OpenNMT Forum

Transformer Error

I have these parameters for my model:

onmt_train -batch_size 128
-accum_count 3
-report_every 1
-world_size 1
-gpu_ranks 0
-layers 1
-valid_batch_size 64
-valid_steps 5000
-rnn_size 512
-data data/data
-pre_word_vecs_enc “data/embeddings.enc.pt”

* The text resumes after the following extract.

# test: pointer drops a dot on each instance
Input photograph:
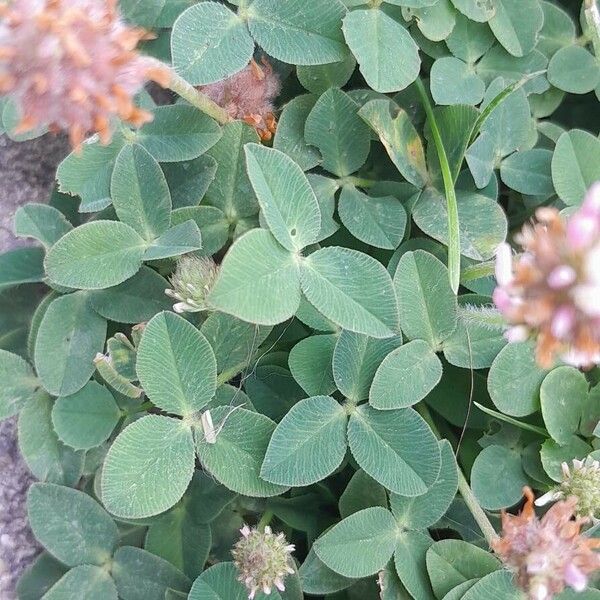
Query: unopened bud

-pre_word_vecs_dec “data/embeddings.dec.pt”
-src_word_vec_size 224
-tgt_word_vec_size 336
-fix_word_vecs_enc
-fix_word_vecs_dec
-save_model data/model
-save_checkpoint_steps 1000
-train_steps 100000
-model_type text
-encoder_type transformer
-decoder_type transformer
-rnn_type GRU
-global_attention mlp
-global_attention_function softmax
-early_stopping 500
-attention_dropout .3
-max_generator_batches 2
-tensorboard
-optim adam -adam_beta2 0.998 -warmup_steps 8000 -learning_rate 0.001
-max_grad_norm 0 -param_init 0 -param_init_glorot
-label_smoothing 0.1
I got this error :
[2019-10-30 19:30:04,869 INFO] * src vocab size = 193698
[2019-10-30 19:30:04,869 INFO] * tgt vocab size = 26009
[2019-10-30 19:30:04,870 INFO] Building model…

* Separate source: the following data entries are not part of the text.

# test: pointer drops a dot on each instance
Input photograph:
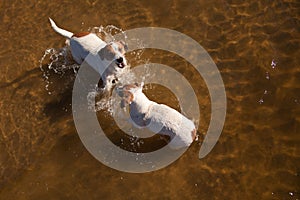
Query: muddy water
(257, 155)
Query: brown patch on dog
(194, 134)
(80, 34)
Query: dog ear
(124, 45)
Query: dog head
(115, 52)
(127, 93)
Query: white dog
(159, 118)
(106, 58)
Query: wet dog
(108, 59)
(159, 118)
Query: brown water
(257, 155)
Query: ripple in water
(59, 61)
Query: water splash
(273, 63)
(59, 61)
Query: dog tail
(60, 31)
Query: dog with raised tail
(158, 118)
(108, 59)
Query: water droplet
(267, 75)
(273, 64)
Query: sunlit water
(254, 44)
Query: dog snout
(120, 60)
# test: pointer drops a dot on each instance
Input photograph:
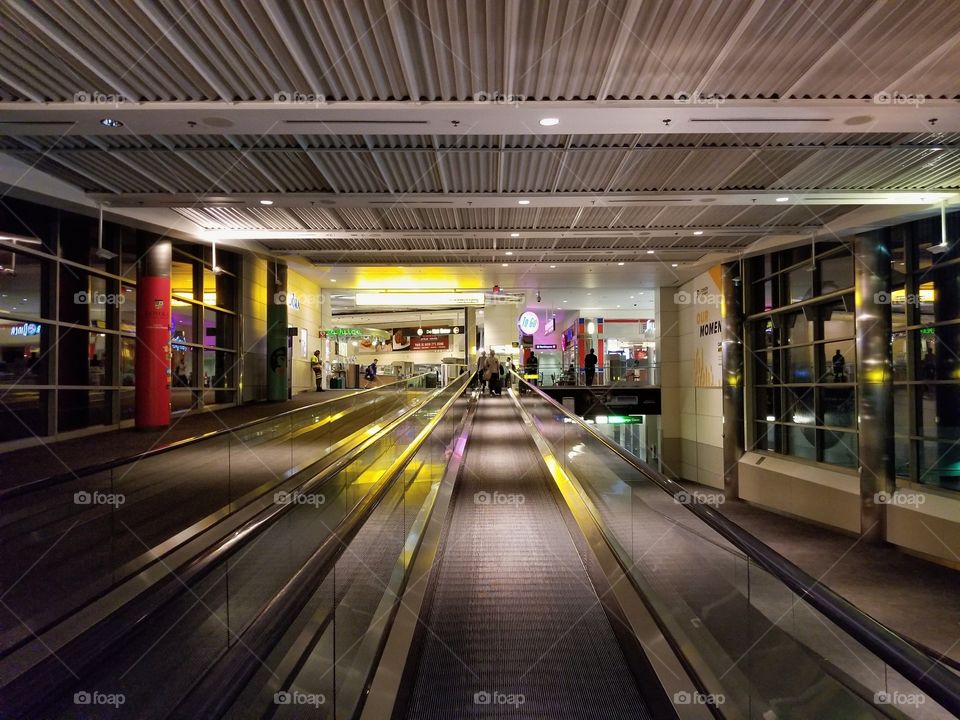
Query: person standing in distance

[2019-10-30 19:30:13,672 INFO] NMTModel(
(encoder): TransformerEncoder(
(embeddings): Embeddings(
(make_embedding): Sequential(
(emb_luts): Elementwise(
(0): Embedding(193698, 224, padding_idx=1)
)
)
)
(transformer): ModuleList(
(0): TransformerEncoderLayer(
(self_attn): MultiHeadedAttention(
(linear_keys): Linear(in_features=512, out_features=512, bias=True)

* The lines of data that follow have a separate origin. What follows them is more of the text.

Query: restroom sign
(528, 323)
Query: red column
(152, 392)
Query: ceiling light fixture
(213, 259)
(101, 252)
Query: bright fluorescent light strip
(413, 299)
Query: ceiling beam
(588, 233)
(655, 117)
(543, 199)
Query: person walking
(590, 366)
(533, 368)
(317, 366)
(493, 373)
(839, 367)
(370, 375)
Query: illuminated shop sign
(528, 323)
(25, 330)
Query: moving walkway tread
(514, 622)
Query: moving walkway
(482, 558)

(linear_values): Linear(in_features=512, out_features=512, bias=True)
(linear_query): Linear(in_features=512, out_features=512, bias=True)
(softmax): Softmax(dim=-1)
(dropout): Dropout(p=0.3, inplace=False)
(final_linear): Linear(in_features=512, out_features=512, bias=True)
)
(feed_forward): PositionwiseFeedForward(
(w_1): Linear(in_features=512, out_features=2048, bias=True)
(w_2): Linear(in_features=2048, out_features=512, bias=True)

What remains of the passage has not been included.